El problema es olvidarnos de quitárnoslo.
Cuando toda idea recibe antes una objeción que una pregunta, cuando cualquier cambio despierta más sospecha que curiosidad, el sombrero deja de ser una herramienta para convertirse en una forma de mirar el mundo.
Y la mente aprende exactamente eso.
Desde la psicología sabemos que el cerebro se especializa en aquello que practica. Si entrenamos nuestra atención para detectar problemas, acabaremos siendo extraordinariamente buenos encontrándolos. No porque la realidad sea únicamente problemática, sino porque hemos aprendido a observarla desde una única ventana.
En terapia narrativa hablamos de las historias saturadas por el problema. El problema existe, pero ocupa tanto espacio que deja fuera cualquier otra historia posible.
Y me pregunto si no nos ocurre algo parecido cuando hablamos de Canarias.
“Es que los canarios somos así.”
Es una frase que cada vez me incomoda más.
No porque crea que no tengamos defectos. Los tenemos, como cualquier pueblo. Me incomoda porque deja de describir una realidad para empezar a construirla. Convierte una historia en una identidad.
Canarias lleva siglos aprendiendo a resistir. Hemos conocido la emigración, la dependencia económica, la distancia de los centros donde se toman muchas decisiones y la necesidad de adaptarnos una y otra vez. Sería ingenuo pensar que esa historia no deja huella en la forma en que un pueblo aprende a mirar el futuro.
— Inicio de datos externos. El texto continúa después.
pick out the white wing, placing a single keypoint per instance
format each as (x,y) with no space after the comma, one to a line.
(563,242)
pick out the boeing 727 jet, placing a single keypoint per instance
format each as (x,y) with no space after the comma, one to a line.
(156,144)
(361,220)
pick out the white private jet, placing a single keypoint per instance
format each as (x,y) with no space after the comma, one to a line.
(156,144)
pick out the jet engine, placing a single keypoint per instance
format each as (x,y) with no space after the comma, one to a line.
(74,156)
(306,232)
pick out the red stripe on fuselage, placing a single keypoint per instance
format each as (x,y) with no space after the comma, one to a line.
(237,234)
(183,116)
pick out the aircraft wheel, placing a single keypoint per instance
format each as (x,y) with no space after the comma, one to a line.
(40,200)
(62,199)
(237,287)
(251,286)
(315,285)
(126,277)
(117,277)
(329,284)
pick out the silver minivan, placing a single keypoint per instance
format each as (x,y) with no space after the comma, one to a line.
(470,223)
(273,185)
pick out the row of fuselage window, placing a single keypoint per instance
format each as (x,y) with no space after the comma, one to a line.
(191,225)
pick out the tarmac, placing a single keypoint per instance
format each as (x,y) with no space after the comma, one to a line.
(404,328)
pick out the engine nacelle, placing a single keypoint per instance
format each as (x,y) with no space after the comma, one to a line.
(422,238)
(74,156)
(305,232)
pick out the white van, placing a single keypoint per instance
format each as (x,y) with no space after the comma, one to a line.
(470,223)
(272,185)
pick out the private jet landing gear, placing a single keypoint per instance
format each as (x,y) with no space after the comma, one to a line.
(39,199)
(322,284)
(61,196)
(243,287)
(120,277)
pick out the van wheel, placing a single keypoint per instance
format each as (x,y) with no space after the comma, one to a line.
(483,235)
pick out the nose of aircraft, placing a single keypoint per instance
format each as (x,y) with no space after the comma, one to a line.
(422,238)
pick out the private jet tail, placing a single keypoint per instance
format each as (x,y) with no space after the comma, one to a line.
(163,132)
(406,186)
Pero las estrategias que sirven para sobrevivir no siempre sirven para construir.
Quizá por eso la queja resulta tan seductora.
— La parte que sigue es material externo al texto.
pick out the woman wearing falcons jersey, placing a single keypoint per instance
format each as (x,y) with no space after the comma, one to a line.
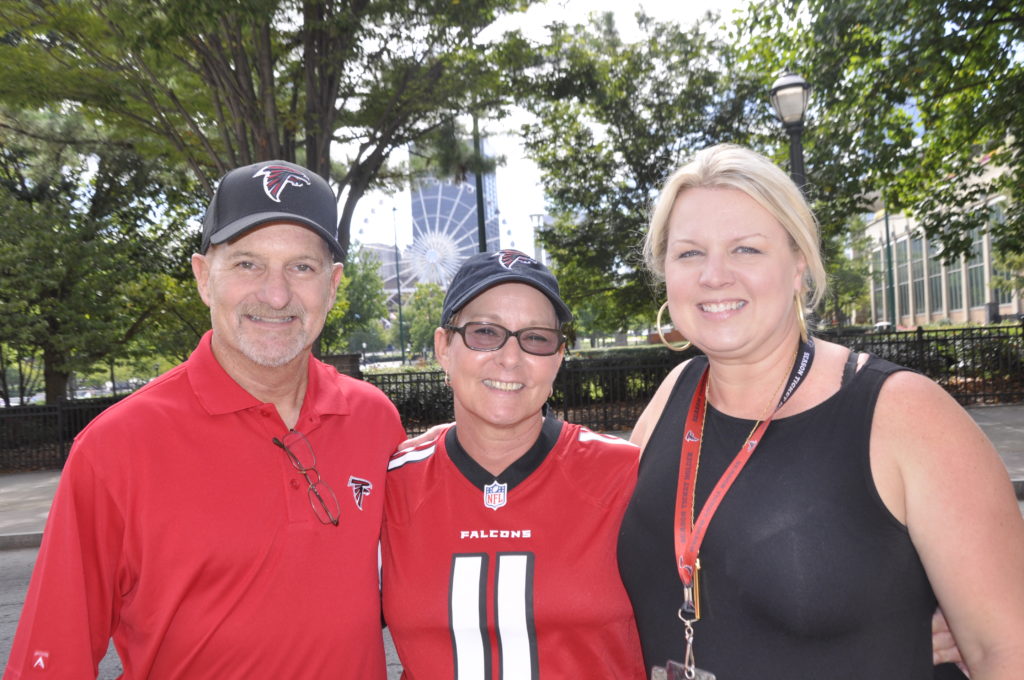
(500,529)
(500,532)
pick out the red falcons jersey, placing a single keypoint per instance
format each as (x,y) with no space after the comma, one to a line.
(510,578)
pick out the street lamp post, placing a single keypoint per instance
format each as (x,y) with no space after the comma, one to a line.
(790,94)
(397,280)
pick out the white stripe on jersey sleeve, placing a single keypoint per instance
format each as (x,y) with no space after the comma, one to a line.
(411,456)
Nos permite señalar al responsable. Compartir el malestar. Sentir que hemos participado simplemente por haber encontrado el problema.
La queja es el analgésico de la inacción.
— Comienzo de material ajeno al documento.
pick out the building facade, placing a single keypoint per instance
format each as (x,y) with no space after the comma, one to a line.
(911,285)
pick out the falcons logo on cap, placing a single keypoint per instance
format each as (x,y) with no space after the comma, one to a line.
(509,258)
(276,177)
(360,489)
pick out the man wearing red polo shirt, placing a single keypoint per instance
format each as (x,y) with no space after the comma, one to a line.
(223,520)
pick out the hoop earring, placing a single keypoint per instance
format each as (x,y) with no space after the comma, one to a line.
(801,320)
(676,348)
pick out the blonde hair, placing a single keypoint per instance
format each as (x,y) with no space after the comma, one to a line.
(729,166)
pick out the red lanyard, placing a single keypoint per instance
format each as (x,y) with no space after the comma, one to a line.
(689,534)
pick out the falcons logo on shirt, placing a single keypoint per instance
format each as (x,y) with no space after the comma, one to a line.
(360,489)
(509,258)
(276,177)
Alivia la conciencia sin obligarnos a cambiar nada.
La veo en la política, donde a veces parece más rentable denunciar que proponer. La veo en las asociaciones que dedican más tiempo a enumerar obstáculos que a construir alianzas. La veo en los negocios, cuando una idea recibe antes un «eso aquí no funciona» que un «¿qué tendría que pasar para que funcionara?». La veo en las familias, cuando educamos más para evitar errores que para desarrollar confianza.
Poco a poco, la queja deja de ser un desahogo para convertirse en una coartada. Si nada va a cambiar, ¿para qué intentarlo? Sin apenas darnos cuenta, la resignación empieza a disfrazarse de realismo y el inmovilismo encuentra siempre un buen argumento para justificarse.
En consulta suelo repetir una idea que me acompaña desde hace años: el incendio nunca es de la persona; es el sistema que la rodea. Quizá con los pueblos ocurra exactamente lo mismo. La queja no nace de la nada. Tiene una historia, un contexto y unas razones. Sería injusto ignorarlas. Pero comprender una historia nunca ha significado quedarse a vivir en ella.
Las historias pueden heredarse. También pueden discutirse, desobedecerse y, sobre todo, reescribirse. Ahí reside la diferencia entre una identidad y un destino. La identidad explica parte de quiénes somos; el destino nos hace creer que no podemos ser de otra manera.
Por eso creo que ningún pueblo cambia el día que encuentra un nuevo motivo para quejarse. Cambia cuando deja de utilizar su historia como una explicación para no actuar y empieza a convertirla en el punto de partida para construir algo diferente.
La historia nos explica. La acción nos transforma.